The forewing color is mainly black with 4 metallic stripes of silvery-blue or -violet, 2 in each main direction: the first runs along the proximal fourth of the leading edge, the second from the wingbase and almost parallel to the first, extending into the cell for about one-third of the total wing length. The third and fourth silver stripe run from the leading to the trailing edge of the forewing, one through the center of the wing and the last at the outer wing's fourth. Between the first two silver stripes there is an oval patch of brassy scales, separated from the silver by the black background color. The hairy fringe shades from black at the termen to grey at the wingtip. The hindwings are dull reddish-brown and unmarked, with a paler fringe.

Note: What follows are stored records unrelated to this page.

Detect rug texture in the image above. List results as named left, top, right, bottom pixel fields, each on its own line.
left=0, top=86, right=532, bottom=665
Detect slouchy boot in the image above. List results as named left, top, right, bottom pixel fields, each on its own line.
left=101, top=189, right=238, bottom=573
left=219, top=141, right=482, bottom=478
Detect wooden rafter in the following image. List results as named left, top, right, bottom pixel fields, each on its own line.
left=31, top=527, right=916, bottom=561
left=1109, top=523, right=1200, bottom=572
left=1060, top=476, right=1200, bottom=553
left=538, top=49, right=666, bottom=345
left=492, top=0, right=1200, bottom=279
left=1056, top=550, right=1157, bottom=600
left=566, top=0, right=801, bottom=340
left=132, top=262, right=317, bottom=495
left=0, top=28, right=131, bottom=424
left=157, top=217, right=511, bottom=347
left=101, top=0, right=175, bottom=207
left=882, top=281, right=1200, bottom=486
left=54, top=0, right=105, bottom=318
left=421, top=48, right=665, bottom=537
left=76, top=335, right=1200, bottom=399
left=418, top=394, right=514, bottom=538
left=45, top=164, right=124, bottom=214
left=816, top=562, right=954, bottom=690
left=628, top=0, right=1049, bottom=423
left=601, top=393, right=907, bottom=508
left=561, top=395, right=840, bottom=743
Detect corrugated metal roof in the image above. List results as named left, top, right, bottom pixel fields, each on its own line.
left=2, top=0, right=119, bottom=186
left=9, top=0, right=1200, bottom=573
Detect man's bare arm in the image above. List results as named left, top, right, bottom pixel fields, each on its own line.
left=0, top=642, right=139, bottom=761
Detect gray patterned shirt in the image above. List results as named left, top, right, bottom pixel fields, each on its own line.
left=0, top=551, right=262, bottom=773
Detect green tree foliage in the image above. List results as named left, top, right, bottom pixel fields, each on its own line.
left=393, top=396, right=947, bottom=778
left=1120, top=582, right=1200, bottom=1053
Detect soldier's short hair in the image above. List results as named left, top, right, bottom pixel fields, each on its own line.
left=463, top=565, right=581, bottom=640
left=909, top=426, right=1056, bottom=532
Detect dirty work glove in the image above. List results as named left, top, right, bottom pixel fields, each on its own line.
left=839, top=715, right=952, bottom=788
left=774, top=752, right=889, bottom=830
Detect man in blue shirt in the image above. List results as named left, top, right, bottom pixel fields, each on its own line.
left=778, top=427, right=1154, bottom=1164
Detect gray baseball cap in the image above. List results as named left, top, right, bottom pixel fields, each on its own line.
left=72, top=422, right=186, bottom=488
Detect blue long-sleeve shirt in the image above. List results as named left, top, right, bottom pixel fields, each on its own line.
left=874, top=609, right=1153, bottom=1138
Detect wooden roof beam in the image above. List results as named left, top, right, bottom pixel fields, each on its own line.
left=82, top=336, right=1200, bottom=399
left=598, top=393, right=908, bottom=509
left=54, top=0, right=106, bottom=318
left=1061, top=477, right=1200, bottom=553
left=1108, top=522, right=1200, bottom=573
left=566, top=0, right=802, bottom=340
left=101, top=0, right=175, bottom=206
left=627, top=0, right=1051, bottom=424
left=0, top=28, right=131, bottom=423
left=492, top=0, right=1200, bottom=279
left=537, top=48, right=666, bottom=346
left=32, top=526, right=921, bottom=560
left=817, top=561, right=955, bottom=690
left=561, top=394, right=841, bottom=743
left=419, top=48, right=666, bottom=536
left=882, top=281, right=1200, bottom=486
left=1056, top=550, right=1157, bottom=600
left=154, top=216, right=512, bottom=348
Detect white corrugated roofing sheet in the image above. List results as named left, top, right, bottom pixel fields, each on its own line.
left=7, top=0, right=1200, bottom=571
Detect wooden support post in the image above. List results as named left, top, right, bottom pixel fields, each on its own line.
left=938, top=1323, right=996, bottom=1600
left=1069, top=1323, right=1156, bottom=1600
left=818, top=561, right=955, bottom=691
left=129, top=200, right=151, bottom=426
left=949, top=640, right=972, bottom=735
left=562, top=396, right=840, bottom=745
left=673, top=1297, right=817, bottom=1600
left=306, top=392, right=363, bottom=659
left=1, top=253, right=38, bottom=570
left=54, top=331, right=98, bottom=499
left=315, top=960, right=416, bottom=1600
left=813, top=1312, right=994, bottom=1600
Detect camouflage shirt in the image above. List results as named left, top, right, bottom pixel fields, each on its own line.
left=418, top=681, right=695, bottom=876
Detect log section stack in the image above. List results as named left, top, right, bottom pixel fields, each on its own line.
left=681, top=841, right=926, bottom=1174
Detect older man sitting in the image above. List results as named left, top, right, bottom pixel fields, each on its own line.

The male genitalia of C. argentea are asymmetrical and lack socius and uncus. The clasper's harpe is broad at the base, with a short and barely constrained neck; the cucullus narrows towards the tip, the brachia are long and curved and expand tipward, and the tegumen is shorter than wide. The aedeagus has a slender S-shape; the manica bears a high keel on the upperside. The microscopic slide preparation of the holotype's genitals is specimen USNM 25139. The female genitals are of course still unknown.

==Ecology==
Essentially nothing is known about this species' ecology. The holotype (USNM 100828) was collected on March 11, 1968 at the coastal village of Omo'a on Fatu Hiva. There, the habitat is heavily influenced by human activity, and includes plants such as Artocarpus species, Papaya (Carica papaya), Coconut (Cocos nucifera), Sea Hibiscus (Hibiscus tiliaceus), Indian Mango (Mangifera indica), Musa (bananas), Thatch Screwpine (Pandanus tectorius), the paspalum grass Paspalum paniculatum, Apple Guava (Psidium guajava), Tamarind (Tamarindus indica), Portia Tree (Thespesia populnea), as well as Cyperaceae sedges, lichens and mosses. It is unlikely, however, that these moths use the non-native species as foodplants, and the only known specimen may have been a vagrant from less disturbed habitat higher up Omo'a Valley. There, native plants such as Bidens henryi, Cheirodendron bastardianum, Pandanus, and East Polynesian Blueberry (Vaccinium cereum) are still more plentiful, and it may be that the species' larval foodplants are found among these.